En plus d'une apparition au lancement de Pierre Lapointe et d'une performance dans le cadre de la Nuit blanche, Albin de la Simone a profité de son séjour au Québec pour présenter son nouveau disque, Un homme. Ses chansons racontent des histoires de gars, sans les gros bras.

Avant de s'afficher au micro, Albin de la Simone cumulait les seconds rôles auprès de têtes d'affiche respectées. Il a en effet accompagné pendant des années des artistes tels Salif Keita, Souchon et Arthur H. C'est avec ceux qu'il accompagnait sur scène, aux claviers, qu'il a fait ses premières visites au Québec il y a 20 ans. Puis, au tournant de l'an 2000, il prend les devants: il se met à écrire.

«Je chante et je compose des chansons parce que j'écris des textes. C'est à partir de ces textes que je deviens chanteur», établit-il. Albin de la Simone continue à collaborer avec d'autres artistes, notamment Vanessa Paradis, Keren Ann, Jérôme Minière et Pierre Lapointe (il était du concert-lancement de l'album Punkt), mais, lorsqu'il monte sur scène, c'est désormais pour porter ses propres mots.

Sur son plus récent disque, Un homme, il aborde un sujet plus délicat et complexe qu'il n'y paraît: la condition masculine. La sienne, bien sûr, mais pas seulement. Et il le fait d'une plume raffinée, jamais tape-à-l'oeil, même si elle apprécie les formules imagées et précises jusque dans les ellipses.

«Ce n'est qu'après coup que j'ai réalisé que, sur les 11 chansons que j'avais écrites, 10 évoquaient d'une façon ou d'une autre le fait d'être un homme», soutient Albin de la Simone. L'artiste insiste: il n'a pas réfléchi à la condition masculine en général au moment d'écrire ses textes. «C'est une expression artistique, ce n'est pas un travail sociologique», dit-il.

L'effet demeure le même: en 10 morceaux soigneusement arrangés et portés le plus souvent par des guitares électriques tamisées, de l'orgue ou des claviers chaloupés et un peu de cordes lyriques, il fait le portrait d'hommes fragilisés, à des kilomètres des beaufs niais, des hommes mous ou des machos souvent dépeints dans les publicités. Sans apitoiement et sans non plus s'empêcher de rigoler un peu.

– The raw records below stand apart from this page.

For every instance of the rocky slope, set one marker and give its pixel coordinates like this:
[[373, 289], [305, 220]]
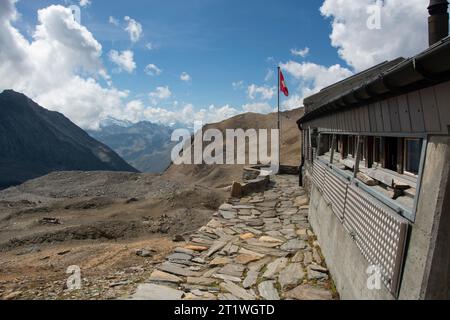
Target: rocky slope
[[223, 175], [35, 141]]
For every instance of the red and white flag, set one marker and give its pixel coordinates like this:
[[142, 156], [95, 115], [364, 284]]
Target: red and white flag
[[283, 87]]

Mes épaules, qui ouvre l'album, dit sur une mélodie accrocheuse les doutes de l'homme face au poids des responsabilités familiales. «Je voulais qu'elle raconte exactement ce que je ressens», révèle l'auteur-compositeur. D'autres sont des constructions fictives. Comme Tu vas rire, où un homme raconte ses aventures passées à la femme qu'il s'apprête à épouser... L'inquiétude point derrière l'humour caustique.

Le droit à la complexité

«L'écriture de chanson est un travail de précision, insiste Albin de la Simone, qui dit utiliser l'humour avec beaucoup de circonspection. Un mot peut avoir un effet sur la perception du texte en entier. Si on change un mot au début, il faut parfois en changer un à la fin pour garder l'équilibre. C'est d'une complexité folle, mais passionnante.»

Un homme se trouve à des lieues du Cali époque Menteur, teinté par le discours masculiniste. Albin de la Simone ne revendique rien, sauf le droit à la nuance et à la complexité. Sans surprise, ses chansons sont douces, bien qu'elles misent sur des arrangements plus étoffés qu'auparavant.

Il croit avoir trouvé le point d'équilibre pour mettre en valeur sa musique, ses mots et sa voix. «Ma voix ne peut pas faire beaucoup comparativement à d'autres voix ou à des instruments, convient-il. Là où s'arrêtent les possibilités de ma voix commencent celles de la musique.»